Nationwide Savings Rates Increase After New One-Year ISA Deals Ahead of April

6 March at 9: 00 a. m. ET — Nationwide Building Society unveiled new one-year Single Access ISA and Single Access Saver accounts paying 4. 00% AER, a set of changes that represent a nationwide savings rates increase across its short-term products. The timing targets the run-up to the new tax year in April and intensified provider competition.

Nationwide Building Society’s one-year Single Access ISA and saver explained

The two new accounts — a 1 Year Single Access ISA and a 1 Year Single Access Saver — offer a headline rate of 4. 00% AER. Both are single-access products: customers may make only one withdrawal in 12 months before the rate falls to a variable 1. 05% AER for the remainder of the term. The interest on the Single Access Saver is taxable if it breaches personal allowances, and the rate is variable, meaning it can change during the year.

Nationwide Savings Rates Increase also lifts fixed-rate ISA lineup

Nationwide also increased rates on its fixed-rate Cash ISA range, moving several products higher from 6 March: the 1-, 2- and 3-year fixed-rate ISAs rose to 4. 05% while the five-year fixed-rate ISA now pays 4. 25%, up from a previous five-year offer of 4. 00%. The building society is withdrawing its existing 1 Year Triple Access ISA and 1 Year Triple Access Saver, both of which had been at 3. 30%.

and Nationwide executives put the timing in sharp relief

Caitlyn Eastell, a personal finance analyst at, noted that ISA season intensifies as the new tax year approaches in April and flagged a specific policy deadline: the 2026-27 tax year marks the final year for those under 65 to utilise their full £20, 000 cash ISA limit. Richard Stocker, head of savings at Nationwide, said the society is increasing rates across ISAs and instant access savings to deliver more long-term value for members.

Short-term savers who keep £10, 000 in a 1 Year Single Access ISA at 4. 00% would earn an extra £400 in interest over a year compared with no uplift, and someone placing £20, 000 would see £800 additional interest; those arithmetic examples reflect the 4. 00% headline rate on the new one-year accounts.

Still, the single-withdrawal restriction on the Single Access products is a material trade-off.

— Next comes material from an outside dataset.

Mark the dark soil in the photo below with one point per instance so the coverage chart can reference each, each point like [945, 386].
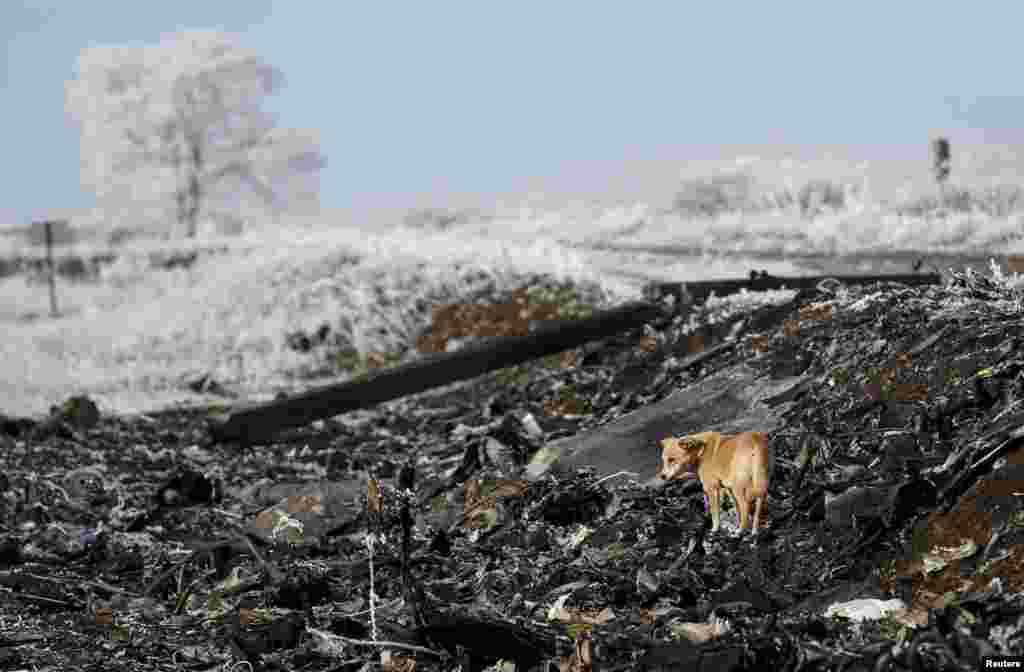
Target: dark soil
[136, 543]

Several market-leading easy-access deals currently allow unlimited withdrawals and pay around 4. 50%, making accessibility a key comparison point for savers weighing Nationwide’s offers.

At the end of the 12-month term for the Single Access ISA, balances are moved into an instant access cash ISA; Nationwide will inform members of the new rate before the cash transfer.

For fixed-rate savers, the five-year 4. 25% option now sits among the more competitive locked-in deals from major building societies and banks, while the 1-, 2- and 3-year 4. 05% rates offer shorter-term protection if markets push base rates lower over the medium term.

Market observers and savers can treat these adjustments as part of a broader seasonal pattern: providers typically refresh ISA ranges in the weeks before the new tax year to capture inflows and compete for allowances, and Nationwide’s moves on 6 March reflect that cadence.

More details on member transitions into instant access products at the end of these one-year terms are expected from Nationwide in direct communications to account holders.

The next confirmed milestone is the start of the new tax year in April (start of day at 12: 00 a. m. ET); if competing providers raise easy-access rates further before then, savers may reassess whether the restricted-access 4. 00% Single Access products or the fixed-rate ISAs better meet their needs.